柳梅本无心听他们闲话,但突然听到刘光汉,提到于海的名字,不知怎的,心里就感到异常的亲切、兴奋和紧张。于是她一边洗碗,一边专注地听着。为了听清楚他们谈论于海什么,她尽量避免弄出声响,轻轻地擦拭着碗筷。
吴猷说:“一个副部长和乡党委书记,有什么仗头。他和老子搞,我要他吃不了兜着走!”
吴兆谛说:“这个人写写文章还有点儿能耐,但搞政治,他是南竹笋子做扁担嫩了。尽管他有大学文凭,但现在不是八十年代初那阵子,文凭是金那么吃香了。世事发生了变化,现在则变成了文凭是铜,年龄是银,关系是金。本来组织已把他圈定为县级班子第三梯队,列入县委政府的后备班子人选,拟任副县长,分管文教卫工作。可是他自以为是,充当正人君子,喜欢舞文弄墨,爱出风露头,到处张扬,好像只有他在关心国家大事,真是蚂蚁戴绿豆壳,不知天高地厚!前年他把县里8·12小煤窑的穿水事故写了个内参,发到省里;甚至捅到了中央国务院。结果国务院批示省市严肃查处。这下好了,他攒了马蜂窝,把黄晋金给得罪了。哼,黄晋金是好惹的吗?后来美其名曰把他派到,七偏八远的穷乡酉溪乡,担任党委书记挂职锻炼,实际上是充他的军,让他成为马路边的电杆靠边站,免得他胡说八道,到处捅县委政府娄子!”说着他从茶几上端起磁化茶杯,喝了口茶接着气忿地说,“他不仅不尊重黄晋金,而且连我也不放在眼里。他眼睛长在额头顶上,目空一切!他自以为是人大代表文教卫团的副团长,就了不起了。年初县人大会上,他邀集十来个代表联名上书,《建议人大常委会要敢于监督国企改制中的腐败,严防国有资产的流失》、《人大常委会要勇于监督干部人事改革中的违规问题》两份提案,以此来将黄晋金和我的军。哼,他走路都没有我过桥多,吃饭都没有我吃盐多,在我面前逞能充雄。我只轻轻地点下,就把他副团长给黄了。”
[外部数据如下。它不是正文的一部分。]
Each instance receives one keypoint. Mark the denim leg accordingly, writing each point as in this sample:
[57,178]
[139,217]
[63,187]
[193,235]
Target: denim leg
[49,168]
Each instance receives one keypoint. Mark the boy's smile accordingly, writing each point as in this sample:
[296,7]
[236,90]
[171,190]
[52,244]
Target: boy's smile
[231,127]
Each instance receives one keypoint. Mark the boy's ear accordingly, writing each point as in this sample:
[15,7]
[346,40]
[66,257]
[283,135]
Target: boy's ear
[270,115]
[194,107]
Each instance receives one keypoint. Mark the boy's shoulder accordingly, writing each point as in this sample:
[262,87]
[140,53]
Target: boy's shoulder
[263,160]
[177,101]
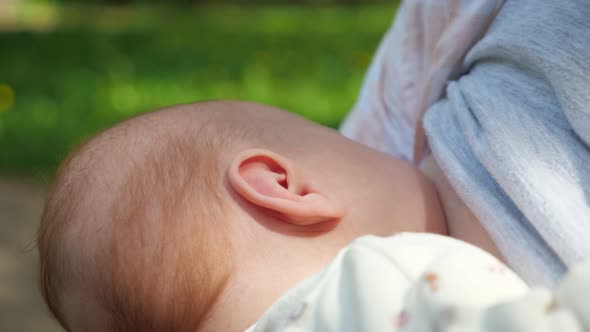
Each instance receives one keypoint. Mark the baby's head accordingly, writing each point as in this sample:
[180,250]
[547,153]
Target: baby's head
[200,216]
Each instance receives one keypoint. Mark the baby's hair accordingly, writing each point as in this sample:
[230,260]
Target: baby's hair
[154,255]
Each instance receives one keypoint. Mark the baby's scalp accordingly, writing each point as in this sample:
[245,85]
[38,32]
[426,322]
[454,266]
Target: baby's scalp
[134,221]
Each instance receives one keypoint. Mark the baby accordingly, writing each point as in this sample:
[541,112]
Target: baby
[200,216]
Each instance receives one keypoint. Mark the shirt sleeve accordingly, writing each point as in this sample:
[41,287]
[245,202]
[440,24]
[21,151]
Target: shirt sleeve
[422,50]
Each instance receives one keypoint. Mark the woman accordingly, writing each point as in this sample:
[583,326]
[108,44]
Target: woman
[491,99]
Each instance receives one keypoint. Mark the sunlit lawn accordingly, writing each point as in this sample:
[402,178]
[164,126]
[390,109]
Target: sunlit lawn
[85,69]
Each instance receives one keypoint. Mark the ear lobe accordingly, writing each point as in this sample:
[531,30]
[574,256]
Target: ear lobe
[267,180]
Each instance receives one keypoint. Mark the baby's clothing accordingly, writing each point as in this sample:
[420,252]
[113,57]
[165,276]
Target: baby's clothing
[420,283]
[511,133]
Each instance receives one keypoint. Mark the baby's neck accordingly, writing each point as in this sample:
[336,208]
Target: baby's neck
[461,222]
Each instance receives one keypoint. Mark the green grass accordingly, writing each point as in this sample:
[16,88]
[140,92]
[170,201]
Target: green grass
[91,67]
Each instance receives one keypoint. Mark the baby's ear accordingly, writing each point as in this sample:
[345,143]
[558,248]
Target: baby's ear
[268,181]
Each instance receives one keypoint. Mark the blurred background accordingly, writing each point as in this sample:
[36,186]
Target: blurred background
[71,68]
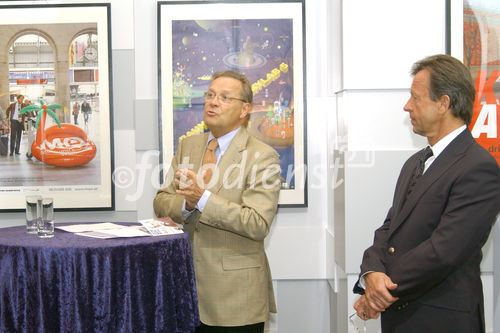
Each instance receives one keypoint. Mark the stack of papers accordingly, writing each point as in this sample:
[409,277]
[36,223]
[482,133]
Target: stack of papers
[149,227]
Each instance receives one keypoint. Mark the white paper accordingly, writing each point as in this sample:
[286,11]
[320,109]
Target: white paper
[106,230]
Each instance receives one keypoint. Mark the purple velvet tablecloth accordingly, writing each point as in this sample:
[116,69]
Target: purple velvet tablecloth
[73,283]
吴猷说:“对那种人,你也太心慈手软了,还留他做代表做吗,让他造反啊?!舅舅,听说于庆轩,也是你们村子里的人,他和于海是什么关系?”
刘光汉说:“于庆轩是他的叔叔。”
吴猷说:“难怪西陵机械厂的于庆轩,三天两头带头上访闹事啊,告我和姐夫借改制贪污瓜分国有资产。爹,我们不能坐以待毙,任他们瞎子胡闹!俗话说无毒不丈夫,我们应当先发制人,釜底抽薪,把他们彻底从根本上搞下去!”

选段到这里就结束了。